Penelitian ini berfokus pada kajian kehidupan masyarakat pedesaan di Asia Selatan dan Asia Tenggara, khususnya mengenai kemandirian masyarakat, ketahanan sosial-budaya, serta hubungan manusia dengan lingkungan di tengah arus modernisasi.
Person in Charge (PIC) Program ANR AltLife-SSEA dari UNSERA, Assoc. Prof. Dr. Liza Diniarizky P., S.I.P., M.Kesos., M.I.Kom., menjelaskan bahwa mahasiswa sengaja dilibatkan dalam penelitian tersebut agar memperoleh pengalaman langsung dalam kegiatan riset internasional.

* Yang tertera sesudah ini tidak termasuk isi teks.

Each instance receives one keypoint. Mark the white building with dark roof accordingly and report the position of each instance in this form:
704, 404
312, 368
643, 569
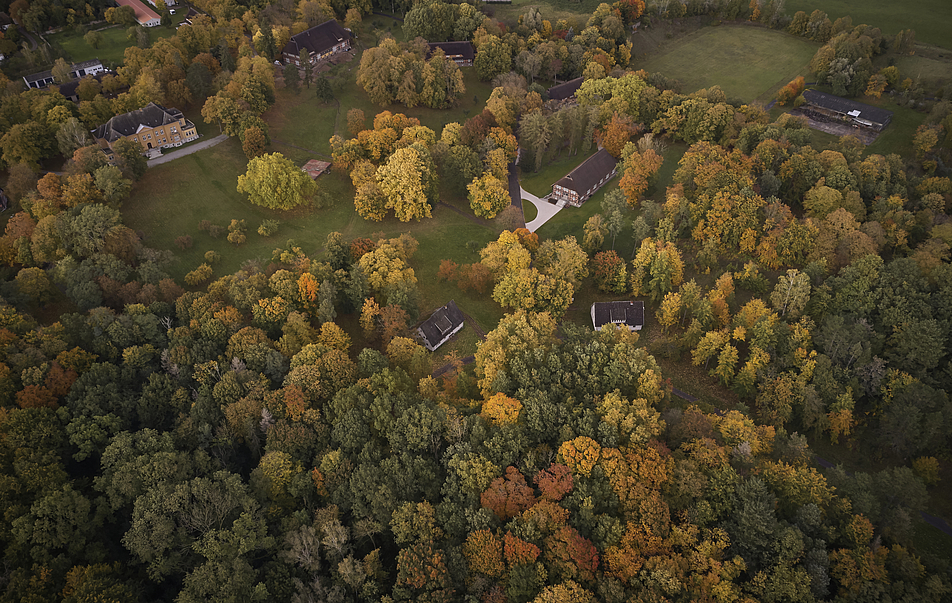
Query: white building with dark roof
582, 182
321, 41
628, 313
153, 126
145, 16
76, 71
441, 325
847, 110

“Program ini bernama ANR AltLife-SSEA, sebuah proyek riset dari pemerintah Prancis melalui EFEO dan IRASEC. Sebagai mitra lokal, UNSERA sengaja melibatkan mahasiswa agar mereka mendapatkan hands-on experience. Kami ingin memperkuat kompetensi akademik dan kapasitas riset mereka, sekaligus mengasah kemampuan komunikasi lintas budaya dengan para peneliti internasional sejak dini,” ujarnya pada (09/06).
Menurutnya, wilayah Baduy dan sejumlah kasepuhan di Banten Kidul dipilih karena memiliki karakter sosial dan budaya yang khas serta mampu mempertahankan nilai-nilai lokal di tengah perkembangan zaman.

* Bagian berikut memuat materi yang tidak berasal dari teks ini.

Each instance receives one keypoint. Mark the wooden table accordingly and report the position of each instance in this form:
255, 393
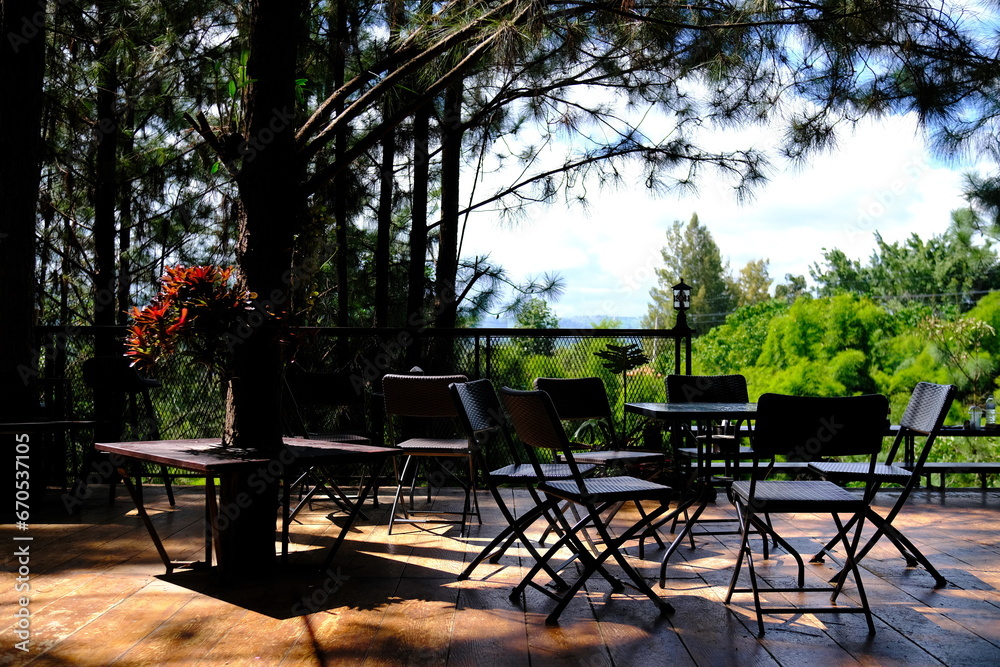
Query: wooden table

“Riset ini direncanakan berjalan selama tiga tahun, dari 2026 hingga 2028. Kami memilih Baduy serta beberapa kasepuhan di Banten Kidul seperti Citorek dan Sobang karena karakteristik sosial-budayanya yang unik. Kami ingin melihat bagaimana masyarakat di rural area ini mampu hidup mandiri dan tangguh menjaga nilai lokalitas mereka di tengah arus modernisasi,” jelasnya.
Salah satu mahasiswa yang terlibat dalam penelitian tersebut, Sindia Andista, mahasiswa semester 8 Program Studi Ilmu Komunikasi UNSERA, mengaku sempat merasakan campuran perasaan bangga dan gugup saat pertama kali mendapatkan kesempatan mengikuti program internasional tersebut. Namun, pengalaman di lapangan membuatnya semakin antusias untuk belajar dan berinteraksi dengan berbagai pihak.

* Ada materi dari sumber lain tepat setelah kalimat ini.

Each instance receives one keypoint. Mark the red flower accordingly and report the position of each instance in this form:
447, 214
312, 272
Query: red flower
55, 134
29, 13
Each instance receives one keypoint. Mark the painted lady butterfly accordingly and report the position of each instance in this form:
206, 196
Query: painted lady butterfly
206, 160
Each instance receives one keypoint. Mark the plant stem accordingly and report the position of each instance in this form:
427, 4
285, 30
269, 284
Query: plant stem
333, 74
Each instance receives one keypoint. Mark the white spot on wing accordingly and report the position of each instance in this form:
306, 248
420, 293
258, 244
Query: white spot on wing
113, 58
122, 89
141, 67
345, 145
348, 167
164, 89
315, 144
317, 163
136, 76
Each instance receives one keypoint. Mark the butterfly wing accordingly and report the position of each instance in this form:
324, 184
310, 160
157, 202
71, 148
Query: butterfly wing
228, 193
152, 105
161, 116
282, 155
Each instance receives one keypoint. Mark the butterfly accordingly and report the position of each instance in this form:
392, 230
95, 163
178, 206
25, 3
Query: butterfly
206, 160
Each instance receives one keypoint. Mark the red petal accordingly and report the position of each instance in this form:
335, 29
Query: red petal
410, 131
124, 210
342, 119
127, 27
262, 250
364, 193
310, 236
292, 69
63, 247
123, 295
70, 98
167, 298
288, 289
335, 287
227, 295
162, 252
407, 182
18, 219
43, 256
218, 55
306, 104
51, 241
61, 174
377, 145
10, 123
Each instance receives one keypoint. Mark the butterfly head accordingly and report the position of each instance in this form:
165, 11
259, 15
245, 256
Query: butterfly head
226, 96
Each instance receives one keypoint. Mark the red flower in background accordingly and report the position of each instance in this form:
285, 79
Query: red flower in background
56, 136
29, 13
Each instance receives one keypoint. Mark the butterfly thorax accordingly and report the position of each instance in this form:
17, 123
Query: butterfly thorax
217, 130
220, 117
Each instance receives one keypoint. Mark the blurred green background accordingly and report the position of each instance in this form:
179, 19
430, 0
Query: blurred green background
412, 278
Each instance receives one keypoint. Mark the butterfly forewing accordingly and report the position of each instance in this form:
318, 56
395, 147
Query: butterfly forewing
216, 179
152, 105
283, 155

“Ada rasa bangga dan senang karena tidak semua mahasiswa mendapat kesempatan langka untuk berkolaborasi dengan lembaga riset internasional seperti EFEO dari Prancis. Namun, setelah kegiatan dimulai, rasa cemas itu berubah menjadi antusiasme yang besar untuk belajar banyak hal baru,” ujarnya.
Selama kegiatan berlangsung, mahasiswa berperan dalam observasi, dokumentasi, pencatatan data, hingga membantu komunikasi antara peneliti asing dan masyarakat adat setempat. Menurut Sindia, perbedaan bahasa menjadi salah satu tantangan yang harus dihadapi selama proses penelitian.
“Peneliti asing menggunakan bahasa Inggris atau Prancis, sedangkan masyarakat lokal berkomunikasi dengan bahasa Sunda khas daerah setempat. Di sinilah peran kami sebagai mahasiswa UNSERA menjadi sangat krusial, yaitu bertindak sebagai jembatan komunikasi dengan menerjemahkan maksud dari kedua belah pihak agar proses wawancara tetap berjalan lancar,” katanya.
Melalui kegiatan ini, mahasiswa tidak hanya memperoleh pengalaman dalam metodologi riset lapangan, tetapi juga belajar membangun empati budaya dan bekerja dalam tim multinasional. Program ANR AltLife-SSEA diharapkan dapat memperkuat kapasitas akademik mahasiswa UNSERA sekaligus memperluas wawasan mereka dalam lingkungan riset internasional.